Retirees Embarking On A Second Act
If you think early retirement means more time for gold and other leisure pursuits, you haven't met Margie Maxell.
For the past four years, 58-year-old Maxell has been chief fundraiser at the Volunteers in Medicine Clinic in Hilton Head, S.C. The mission: free healthcare for low-income people.
"My job is to raise the money," she told Sunday Morning correspondent Rita Braver. "To keep the clinic open and operating. That's it in a nutshell."
When she was hired, the clinic's budget was $600,000. Now it's $1.4 million.
Maxwell herself, however, is making just a fraction of her former six-figure salary. She was a senior vice president of sales for a large health insurance company. She received several Gold Circle Awards, and was the major breadwinner for her family. Her husband owns a small business. But eight years ago she came to a realization: she didn't like the idea that she was driven by a paycheck.

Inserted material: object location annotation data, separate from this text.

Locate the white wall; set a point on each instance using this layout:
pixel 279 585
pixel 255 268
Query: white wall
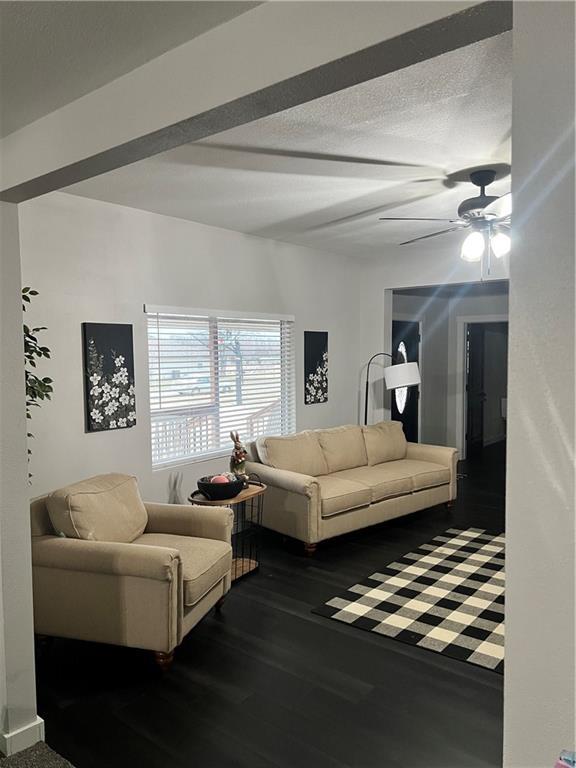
pixel 19 725
pixel 93 261
pixel 540 676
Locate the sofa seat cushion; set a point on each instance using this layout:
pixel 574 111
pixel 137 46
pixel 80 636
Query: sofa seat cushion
pixel 397 478
pixel 425 474
pixel 338 494
pixel 343 447
pixel 296 453
pixel 385 481
pixel 385 442
pixel 204 561
pixel 102 508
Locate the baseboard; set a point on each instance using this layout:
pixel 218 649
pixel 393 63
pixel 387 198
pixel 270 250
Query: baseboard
pixel 22 738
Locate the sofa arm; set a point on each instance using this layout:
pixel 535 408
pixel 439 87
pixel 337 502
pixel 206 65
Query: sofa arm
pixel 112 558
pixel 190 520
pixel 305 485
pixel 439 454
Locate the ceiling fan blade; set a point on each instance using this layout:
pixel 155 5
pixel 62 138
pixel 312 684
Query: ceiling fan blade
pixel 501 208
pixel 433 234
pixel 404 218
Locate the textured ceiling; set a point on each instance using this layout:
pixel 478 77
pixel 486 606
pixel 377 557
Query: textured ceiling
pixel 458 290
pixel 320 174
pixel 54 52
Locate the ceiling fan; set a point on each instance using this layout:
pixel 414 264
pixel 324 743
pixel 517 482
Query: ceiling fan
pixel 487 216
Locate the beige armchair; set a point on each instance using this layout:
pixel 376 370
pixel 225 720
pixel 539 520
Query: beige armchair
pixel 109 568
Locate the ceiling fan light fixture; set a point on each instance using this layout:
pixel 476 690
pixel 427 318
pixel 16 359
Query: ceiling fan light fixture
pixel 500 244
pixel 473 247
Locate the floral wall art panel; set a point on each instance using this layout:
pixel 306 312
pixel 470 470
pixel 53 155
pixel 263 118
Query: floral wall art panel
pixel 315 367
pixel 108 376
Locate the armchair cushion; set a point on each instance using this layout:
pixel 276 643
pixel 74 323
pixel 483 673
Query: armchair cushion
pixel 102 508
pixel 104 557
pixel 190 520
pixel 204 561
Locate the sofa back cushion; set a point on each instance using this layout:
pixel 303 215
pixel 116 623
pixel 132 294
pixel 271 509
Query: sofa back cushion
pixel 102 508
pixel 297 453
pixel 343 447
pixel 384 442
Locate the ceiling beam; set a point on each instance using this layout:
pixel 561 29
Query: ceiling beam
pixel 299 54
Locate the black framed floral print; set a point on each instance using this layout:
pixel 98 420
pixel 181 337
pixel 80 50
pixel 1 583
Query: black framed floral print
pixel 108 376
pixel 315 367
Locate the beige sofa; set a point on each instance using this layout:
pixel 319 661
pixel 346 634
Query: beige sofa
pixel 324 483
pixel 112 569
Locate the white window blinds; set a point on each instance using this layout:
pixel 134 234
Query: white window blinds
pixel 210 375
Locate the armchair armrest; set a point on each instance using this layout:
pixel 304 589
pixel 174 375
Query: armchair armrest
pixel 304 485
pixel 105 557
pixel 190 520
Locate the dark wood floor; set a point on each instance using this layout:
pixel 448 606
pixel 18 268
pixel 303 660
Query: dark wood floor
pixel 267 683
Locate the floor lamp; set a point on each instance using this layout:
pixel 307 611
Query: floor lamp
pixel 399 374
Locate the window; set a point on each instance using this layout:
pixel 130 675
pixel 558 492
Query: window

"I was driving myself to how much more can I make, you know, what's the next sales goal," Maxwell said.
She decided to take early retirement from her old job. She still needed some income. But having done well in the past, she wanted a new career doing good.
"It's awesome. There's not a night that I go home that I don't think, I did some good today," she said. "I helped someone out today, even if it was just getting an extra couple of dollars for the clinic."
Maxwell says she never intends to take on the traditional roll of a retiree. She is at the forefront of a new trend: tens of millions of baby boomers are going to work at a period when their parents' generation went off to the sidelines. They want to use their experience; they want to find new meaning in life.
"For much of the 1940s and much of the '50s, older people felt like they were too old to work, too young to die. They had nothing to look forward to," said Marc Freedman, author of "Encore," a book about the changing picture for American retirees.
And so, he says, the idea of retirement as a "golden era" of recreation was invented by people like real estate developer Del Webb. But, Freedman says, the ideal of a sweet, short retirement began to evaporate as more Americans started retiring earlier and living longer.
Recently, when Freedman spoke on Capitol Hill, the room was packed, evidence of mounting national interest in helping older workers move into meaningful new jobs.
"So people plan not just to work another year or two longer, but to launch a whole new phase of their career," he said then. "Not just to satisfy labor market conditions, but to make a better society."
The fact is, most retirees will have to work. The average American facing retirement has saved only about $50,000, and half of baby boomers will have no pension at all.
Companies like Home Depot and Borders have led the way in offering retirees part-time jobs with flexible hours, but for those who want more complex new careers, the going can be tough.
For family reasons, Cathy Morrison, now 56, had to retire from her job as a chief administrative officer for an international retailer. Now that she is looking for a new job, she doesn't want to duplicate her old one, which was high-powered and busy.
"Well, it's a little bit of 'I've already earned the stripes,'" she said.
Morrison is fortunate that her former employer is paying for her to go to New Directions, one of a handful of firms counseling professionals in search of a change. Here, Morrison can network with other people starting new, later-life careers as she tries to figure out how to become a consultant who helps American companies avoid sponsoring sweatshops.
"It is incumbent upon people who have been successful to help try to give back," she said.
For Mike Jeans, president of New Directions, the clear message the firm is getting is that older workers don't want to retire.
"I think people are looking for meaning in their life. I think they have a lot of energy and they are saying 'You know, I've seen people who have retired and done nothing and they've withered away,'" he said. "Retirement as we think about it is not when you're 65, it may very well be when you're in your 80s."
Former New York Times columnist William Safire says "retire" is a terrible word.
"I say never retire," he said.
Two years ago, Safire, a one-time speechwriter for Richard Nixon, decided to leave his job with the Times. Now, at age 77 he goes to work each day as the Chairman of the Dana Foundation, devoted to neuroscience, the study of the brain. Safire got into this field as a volunteer, first helping to publicize the foundation's work. This, he advises, is the best way for older people to ease into the next job.
"You have to invest in something, a volunteer or an outside interest, so that you got a running jump on the last quarter of your life," he said.
Safire admits that he sometimes misses his old gig.
"Oh, once in a while, you get up in the morning and you see something in the paper and then you know what you would write as a column," he said. "That passes."
But even if you are busy with your current life and job, Safire says it's always important to think about the next thing. Those who don't are kidding themselves.
"If you can't spend five minutes in the course of a day, saying 'Hey, what's next, what's next for me? And what do I get involved in?' So that when I get to a certain age it's not a surprise and I have to look around wildly and say, 'What do I do now?'"
In fact, Margie Maxwell had done a lot of planning before she sold her big house in Charlotte, which was about 3,200 square feet, to move to a small bungalow in Hilton Head. But now, after a hard day of doing work she loves, she never misses the lucrative job she left.
"It's no question about that. We are doing well, we're not suffering," she said. "It's very satisfying. What else could you ask for?"